Дарина отпила чай из кружки.
– Флора была тогда там, в Кале.
Андрей заслушался, но, вдруг, опомнился:
– То есть была?
– Один французский солдат прятался в городе во время осады. Его звали Жорди. Слишком слабый духом и телом, чтобы воевать, не понимал насилия. До войны Жорди был музыкантом, играл на скрипке. Отец был недоволен чересчур изящным сыном и настоял на службе в армии, чтобы парень окреп, возмужал и бросил свои смычки.
– Хе-хе, ну эт логично. Папаша забеспокоился, как бы сын другие смычки в руки не стал брать…
– Ну, Андрей, перестань уже, дай послушать, – возмутилась хрустящая печеньем Люба.
– … Жорди хотел бежать из Франции со своей любимой, но Гитлер наступал на пятки, он оказался куда изворотливее. Тощий, голодный солдат прятался за толстыми стенами Нотр-Дам-де-Кале. Слёзы, молитвы, черты любимого лица – всё, чем были наполнены последние минуты его жизни. Снаряд разорвал тело, но душе осколки нипочём, она взмыла вверх. А когда вернулась в новое тело, всё ещё помнила самолёт, Кале и как нужно прятаться от бомбардировщика в подсолнухах.
– Офигеть. Флора, а я сразу заметила, что ты немного картавишь.
Матвей внимательно смотрел на Флору, как будто пытался найти черты Жорди. Увидев, что по её щеке катилась слеза, положил свою ладонь сверху её.
– Дарина, а как вы это поняли?
– Регрессивный гипноз. Во время сеанса она смогла увидеть несколько мгновений до смерти. Мы сопоставили их с повторяющимися снами, фрагментами из детства – и получилась такая картинка. Из-за того, что Флора не видит и визуальные образы понемногу стираются из памяти, ей сложно описать некоторые вещи, детали. Пока не получается составить полную картину прошлых воплощений.
– Круто. А можно мне? – Андрей хотел приподняться, но боль в боку была против.
– Всем, кто здесь, можно.
– Ну, не знаю. В Израиле вообще запретили такие практики, так как они вредны. Без обид, я не сильно верю. Да и зачем знать прошлые жизни?

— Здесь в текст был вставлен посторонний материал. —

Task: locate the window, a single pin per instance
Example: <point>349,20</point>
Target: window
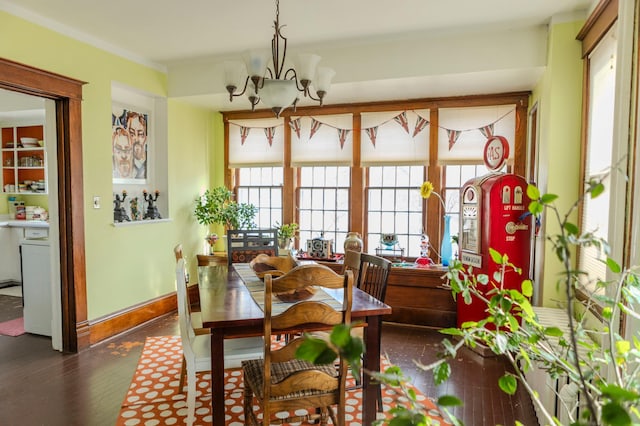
<point>394,205</point>
<point>262,187</point>
<point>324,204</point>
<point>599,150</point>
<point>377,152</point>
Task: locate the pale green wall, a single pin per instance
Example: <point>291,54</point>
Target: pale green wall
<point>559,98</point>
<point>216,158</point>
<point>125,265</point>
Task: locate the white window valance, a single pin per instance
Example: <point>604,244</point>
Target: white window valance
<point>398,137</point>
<point>256,142</point>
<point>463,132</point>
<point>323,140</point>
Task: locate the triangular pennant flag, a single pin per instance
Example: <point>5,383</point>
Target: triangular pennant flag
<point>487,131</point>
<point>342,135</point>
<point>244,132</point>
<point>315,125</point>
<point>295,126</point>
<point>421,123</point>
<point>401,119</point>
<point>453,137</point>
<point>270,133</point>
<point>372,132</point>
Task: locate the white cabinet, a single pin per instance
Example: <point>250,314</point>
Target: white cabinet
<point>23,168</point>
<point>36,286</point>
<point>9,254</point>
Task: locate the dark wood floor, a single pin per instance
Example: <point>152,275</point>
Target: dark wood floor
<point>39,386</point>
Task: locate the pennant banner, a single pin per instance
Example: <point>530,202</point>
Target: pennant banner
<point>270,133</point>
<point>295,126</point>
<point>315,126</point>
<point>342,135</point>
<point>401,119</point>
<point>244,132</point>
<point>421,123</point>
<point>487,131</point>
<point>372,132</point>
<point>453,137</point>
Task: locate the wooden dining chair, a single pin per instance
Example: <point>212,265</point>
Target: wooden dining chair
<point>351,262</point>
<point>373,274</point>
<point>196,348</point>
<point>196,342</point>
<point>279,381</point>
<point>196,318</point>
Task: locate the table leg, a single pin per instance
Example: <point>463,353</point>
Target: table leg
<point>371,363</point>
<point>217,377</point>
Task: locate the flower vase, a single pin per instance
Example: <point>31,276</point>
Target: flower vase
<point>352,242</point>
<point>284,246</point>
<point>446,251</point>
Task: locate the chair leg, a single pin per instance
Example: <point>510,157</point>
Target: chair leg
<point>191,397</point>
<point>248,407</point>
<point>323,416</point>
<point>183,375</point>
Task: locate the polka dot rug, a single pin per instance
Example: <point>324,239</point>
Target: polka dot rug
<point>153,397</point>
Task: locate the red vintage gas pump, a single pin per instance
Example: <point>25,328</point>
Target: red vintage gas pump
<point>494,214</point>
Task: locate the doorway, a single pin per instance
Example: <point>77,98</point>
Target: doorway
<point>30,272</point>
<point>67,95</point>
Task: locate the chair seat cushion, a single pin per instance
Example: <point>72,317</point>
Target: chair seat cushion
<point>254,375</point>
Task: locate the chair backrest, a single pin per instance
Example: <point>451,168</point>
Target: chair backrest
<point>245,244</point>
<point>184,317</point>
<point>351,262</point>
<point>373,275</point>
<point>306,315</point>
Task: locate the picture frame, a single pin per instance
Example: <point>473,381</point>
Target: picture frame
<point>131,144</point>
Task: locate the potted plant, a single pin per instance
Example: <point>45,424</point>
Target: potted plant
<point>217,206</point>
<point>286,232</point>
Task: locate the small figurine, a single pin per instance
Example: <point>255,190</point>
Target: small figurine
<point>424,260</point>
<point>135,212</point>
<point>119,213</point>
<point>152,210</point>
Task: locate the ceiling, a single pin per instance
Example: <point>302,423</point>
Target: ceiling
<point>198,35</point>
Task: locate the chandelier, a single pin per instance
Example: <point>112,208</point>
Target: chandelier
<point>275,87</point>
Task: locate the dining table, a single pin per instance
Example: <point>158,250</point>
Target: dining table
<point>229,310</point>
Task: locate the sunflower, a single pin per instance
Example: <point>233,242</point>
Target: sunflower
<point>426,189</point>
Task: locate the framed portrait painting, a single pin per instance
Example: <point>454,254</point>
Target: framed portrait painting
<point>131,144</point>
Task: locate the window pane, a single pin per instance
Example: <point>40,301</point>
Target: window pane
<point>394,205</point>
<point>262,187</point>
<point>324,203</point>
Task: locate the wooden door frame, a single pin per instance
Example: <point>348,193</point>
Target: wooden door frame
<point>67,94</point>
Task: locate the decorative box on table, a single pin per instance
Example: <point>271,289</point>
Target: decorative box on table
<point>320,247</point>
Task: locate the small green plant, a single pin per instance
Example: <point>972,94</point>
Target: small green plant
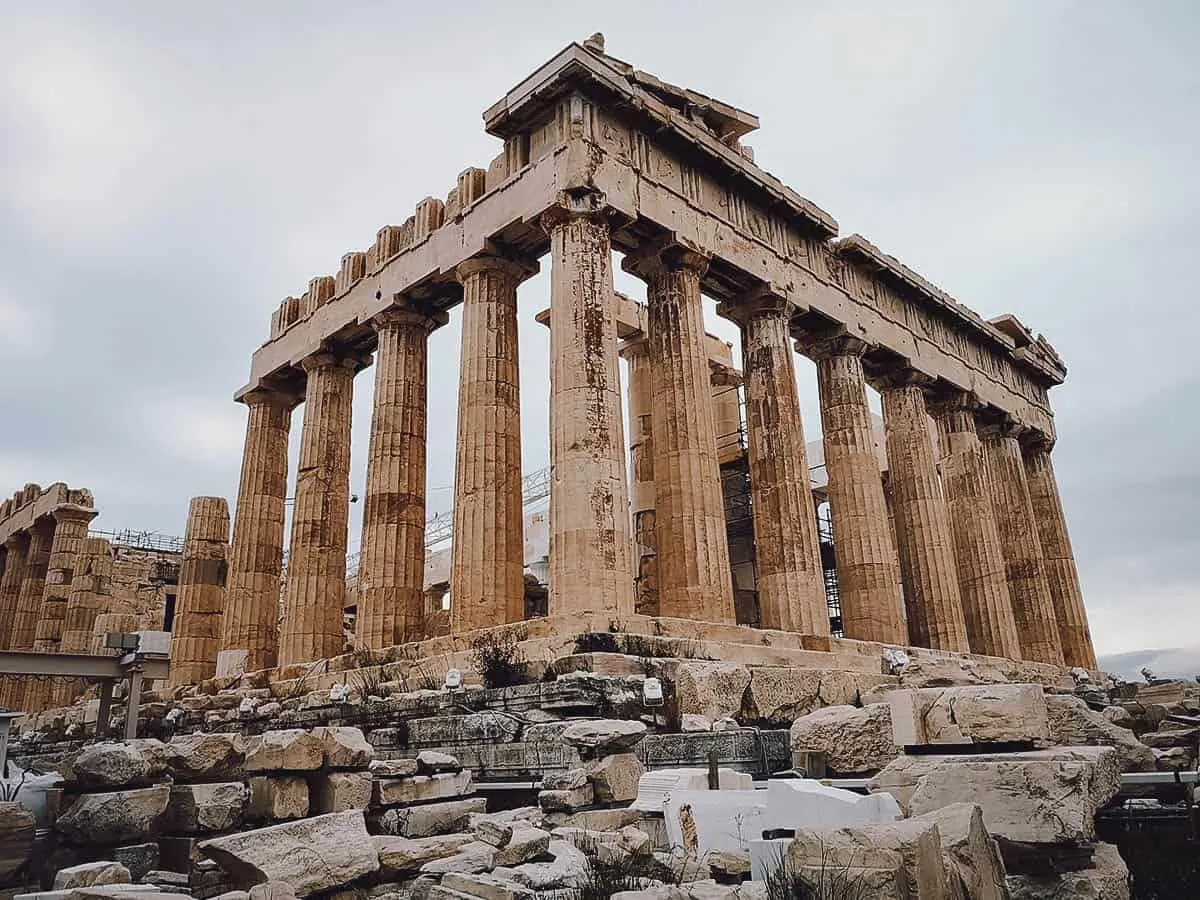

Мне, лично, интересна жизнь во время жизни, а не жизнь после смерти. Мы – биологический вид, существование которого конечно.
– Матвей, ну ты достал, Фома неверующий. На, съешь печеньку, – Люба протянула ему печенье.
– Наверное, ты и живёшь на максималках? – Дарина посмотрела ему в глаза.
Матвей ощутил то, о чём говорил Андрей. Глаза магические. Отключают мысли напрочь. Дарина повернулась к другим и продолжила.
– Один психолог решил проверить регрессию на себе. К его удивлению, в прошлой жизни он оказался индейцем. Отчётливо видел зелёные холмы, строения, своё племя, перья.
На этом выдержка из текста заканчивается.